Conrad Hall

par Willy Kurant

par Willy Kurant La Lettre AFC n°118

Conrad Hall était un de mes "proches-éloignés" depuis 1976 avec Haskell Wexler... Il devait me parrainer à l’ASC... sans grand succès à cette époque révolue de l’histoire de l’ASC... Il m’a fallu attendre quelques années.
Ses ex-assistants, cadreurs, et tous les directeurs photo étaient d’une dévotion extraordinaire à son égard, se rencontraient, revoyaient Conrad et se rappelaient ses enseignements pratiques de cadrage, composition, etc. Je faisais partie du club sans avoir été son assistant. Charles Rosher Junior, Bobby Birne, Bill Fraker et Jordan Cronenweth (décédé) étaient les piliers de ce club informel.
Sa conception de la lumière et de la mise en place était la simplicité même. Il ne rejetait pas totalement la technique, il la connaissait de toute façon.
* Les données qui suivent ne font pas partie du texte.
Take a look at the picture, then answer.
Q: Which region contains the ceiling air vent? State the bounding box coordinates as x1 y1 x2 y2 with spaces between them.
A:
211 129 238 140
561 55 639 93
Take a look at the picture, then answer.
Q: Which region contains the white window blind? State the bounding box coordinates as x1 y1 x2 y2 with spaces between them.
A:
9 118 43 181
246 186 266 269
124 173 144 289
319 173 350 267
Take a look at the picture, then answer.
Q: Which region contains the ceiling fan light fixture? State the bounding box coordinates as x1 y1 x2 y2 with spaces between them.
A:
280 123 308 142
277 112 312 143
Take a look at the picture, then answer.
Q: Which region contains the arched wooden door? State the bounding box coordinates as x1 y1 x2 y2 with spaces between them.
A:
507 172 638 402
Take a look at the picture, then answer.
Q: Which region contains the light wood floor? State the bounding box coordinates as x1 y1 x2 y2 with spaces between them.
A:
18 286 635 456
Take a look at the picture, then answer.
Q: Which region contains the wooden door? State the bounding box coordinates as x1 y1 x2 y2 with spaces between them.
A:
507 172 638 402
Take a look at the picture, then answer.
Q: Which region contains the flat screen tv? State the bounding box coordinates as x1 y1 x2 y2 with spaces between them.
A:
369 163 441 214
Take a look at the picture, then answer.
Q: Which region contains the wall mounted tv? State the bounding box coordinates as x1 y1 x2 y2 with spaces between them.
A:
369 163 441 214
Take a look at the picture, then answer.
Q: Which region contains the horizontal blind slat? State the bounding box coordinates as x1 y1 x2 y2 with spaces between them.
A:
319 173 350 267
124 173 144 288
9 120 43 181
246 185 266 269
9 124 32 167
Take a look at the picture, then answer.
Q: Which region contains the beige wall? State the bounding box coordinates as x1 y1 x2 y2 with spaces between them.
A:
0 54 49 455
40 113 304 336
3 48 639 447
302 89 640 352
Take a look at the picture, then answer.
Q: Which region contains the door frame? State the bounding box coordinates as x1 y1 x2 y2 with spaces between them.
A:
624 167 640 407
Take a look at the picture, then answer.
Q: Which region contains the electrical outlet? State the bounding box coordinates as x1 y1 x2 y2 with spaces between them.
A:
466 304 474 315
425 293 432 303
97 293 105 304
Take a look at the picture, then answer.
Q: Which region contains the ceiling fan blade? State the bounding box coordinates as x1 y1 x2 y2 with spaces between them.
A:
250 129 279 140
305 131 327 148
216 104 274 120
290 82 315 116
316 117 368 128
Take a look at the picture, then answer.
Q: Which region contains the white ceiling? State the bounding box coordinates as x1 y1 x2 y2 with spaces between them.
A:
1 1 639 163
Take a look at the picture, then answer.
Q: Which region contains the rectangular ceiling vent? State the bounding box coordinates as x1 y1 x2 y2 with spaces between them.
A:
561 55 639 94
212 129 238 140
J’avais découvert la maladie que Conrad cachait depuis des années lors d’un dîner chez moi avec Tom Stern (qui est devenu son gaffer). Il m’a révélé qu’il portait à la ceinture une poche qui lui servait d’estomac. La jeune et jolie personne qui l’accompagnait alors était une infirmière qui l’avait soigné à Cedars Sinaï. Mais il était d’une bonne humeur et d’une générosité extraordinaires.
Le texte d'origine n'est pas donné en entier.